The Basics A spring-loaded folder is nothing more than a folder that opens automatically and shows you its contents when you drag something onto it—drag and hold, that is, not drag and drop. Try it: click and hold on a file on your desktop (or elsewhere). Keep holding the mouse button down and drag the file over to any folder. Now wait (keep holding that mouse button down!). After about a second or so, the folder over which the cursor is hovering will open, revealing its contents.
Exactly what you see depends on which Finder view mode you’re using. In both the Icon and the List views, OS X will open a new window showing the folder’s contents. In Column view (my favorite), the folder’s contents will become visible in the next empty column.

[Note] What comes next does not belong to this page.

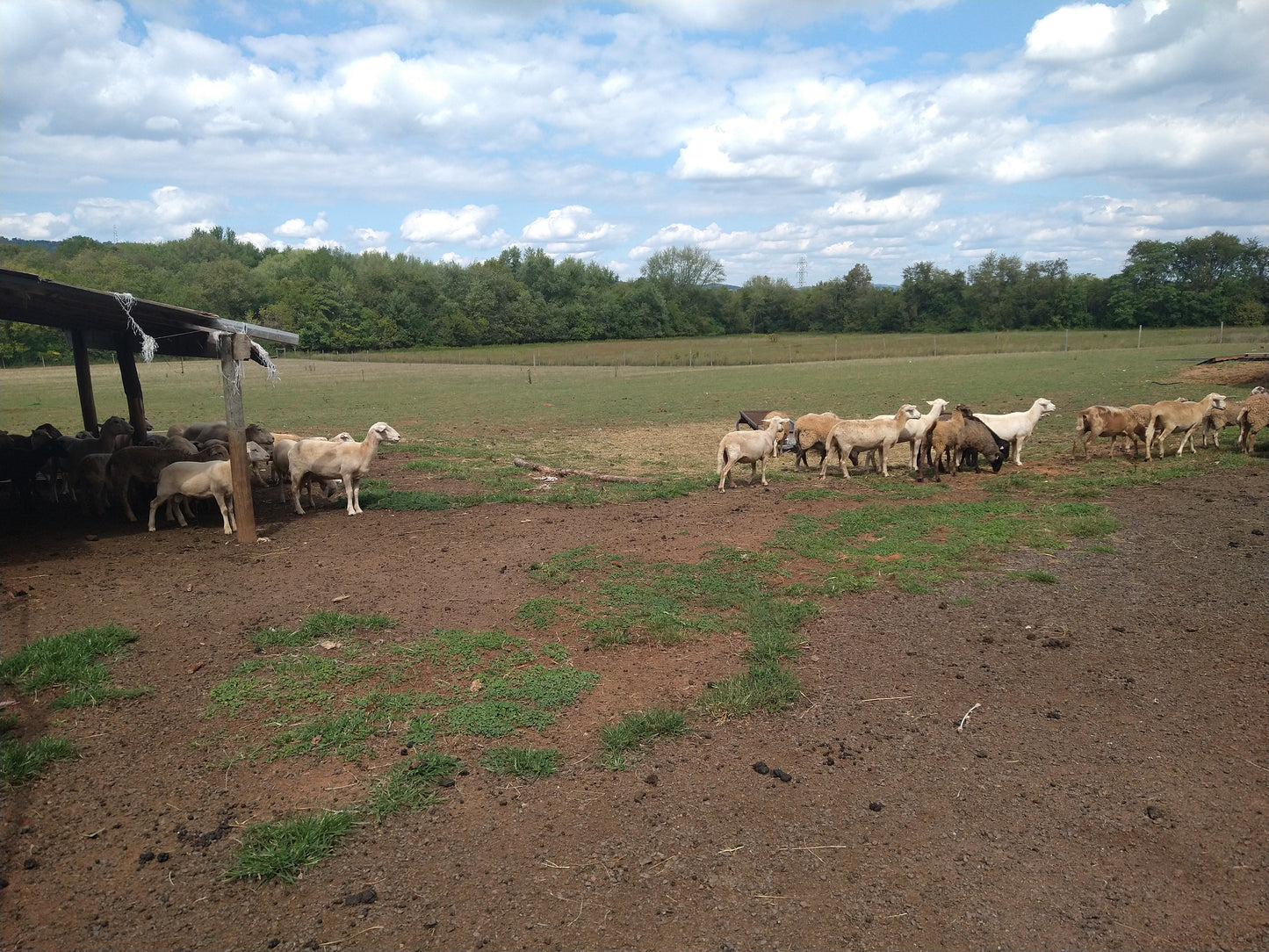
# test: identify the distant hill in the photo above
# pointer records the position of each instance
(40, 242)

Keep holding down the mouse button to dive deeper into your hard drive. After the first new window opens, find another folder and drag your file over it, wait a second, and watch it open. Releasing the mouse button will move whatever file you’ve been dragging into the frontmost window. But if you don’t want to move the file you’re dragging—or if you change your mind—you can cancel at any time by pressing the escape key. The dragged file will disappear from under your mouse and return to its original location. (You must press escape while you’re still holding down the mouse button.)
Ways to Speed Things Up If you do this often, though, you’ll soon be frustrated by that one-second delay each time you open a folder on the way to your destination. You can hurry things up by going to Finder: Preferences and clicking on the General tab. At the bottom of the window, you’ll see a Delay slider that controls the length of the delay before a spring-loaded folder pops open.
Even if you’re looking for speed, I don’t recommend moving this slider all the way to the left toward Short. Folders will accidentally pop open all the time as you drag objects around, and—trust me—this is a real pain.
So here’s my remedy. It requires an extra key press, but it removes all question as to which folder you wish to open. To gain complete control over spring-loaded folders, turn the feature off. That’s right; deselect the Spring-Loaded Folders And Windows option in the General tab of the Finder Preferences window.
Once you do, you’ll be able to pop open any folder without delay: just drag an object onto the folder, press the spacebar (while still holding the mouse button down), continue to the next folder, press the spacebar again, and so on. This makes the process both fast and accurate.